Gasification of coal offers a versatile and clean method for converting coal into gaseous fuel. In gasification, the solid fuel (coal) is oxidized in a fuel-rich environment at a high temperature and pressure. Under these conditions, the coal is broken apart into a gaseous mixture of CO and H2, which compose syngas fuel, the primary product of coal gasification, along with other products, such as CO2 and H2O. In addition to producing combustible gaseous fuel, coal gasifiers are also more efficient than traditional coal-fired boilers, both in thermal conversion of energy and in power cycle design.

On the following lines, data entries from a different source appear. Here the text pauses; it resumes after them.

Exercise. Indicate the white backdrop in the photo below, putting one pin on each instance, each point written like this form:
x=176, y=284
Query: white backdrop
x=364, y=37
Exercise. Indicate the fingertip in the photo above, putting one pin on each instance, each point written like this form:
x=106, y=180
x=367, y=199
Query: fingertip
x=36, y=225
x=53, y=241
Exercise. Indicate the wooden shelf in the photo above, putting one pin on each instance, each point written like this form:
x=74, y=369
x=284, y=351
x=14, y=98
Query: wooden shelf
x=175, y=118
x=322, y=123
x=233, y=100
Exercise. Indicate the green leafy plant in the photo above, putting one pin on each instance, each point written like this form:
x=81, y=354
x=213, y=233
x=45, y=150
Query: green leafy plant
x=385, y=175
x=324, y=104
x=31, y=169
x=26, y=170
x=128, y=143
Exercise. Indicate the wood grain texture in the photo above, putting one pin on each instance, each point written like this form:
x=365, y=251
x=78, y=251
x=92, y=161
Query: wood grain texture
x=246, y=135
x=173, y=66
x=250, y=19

However, coal gasification is still poorly understood. Coal is an extremely complex fuel, and the physical processes occurring in a gasifier span enormous length and time scales and involve large amounts of energy. Comprehensive models describing coal gasification must account for a large number of coupled physical processes. In order to attain better understanding of gasification for the design and retrofit of applied-scale gasifiers, simulation tools that can handle these complex systems must be developed.
The combination of the direct quadrature method of moments (DQMOM) with large eddy simulation (LES) provided by the ARCHES code was used to simulate coal gasification. Massively parallel simulations that include physical models for the dispersed coal phase, gas phase turbulence and combustion models were performed and compared to experimental data from Brown [4,5]. A more detailed description of the DQMOM approach and of the coal particles models can be found here in [6,7].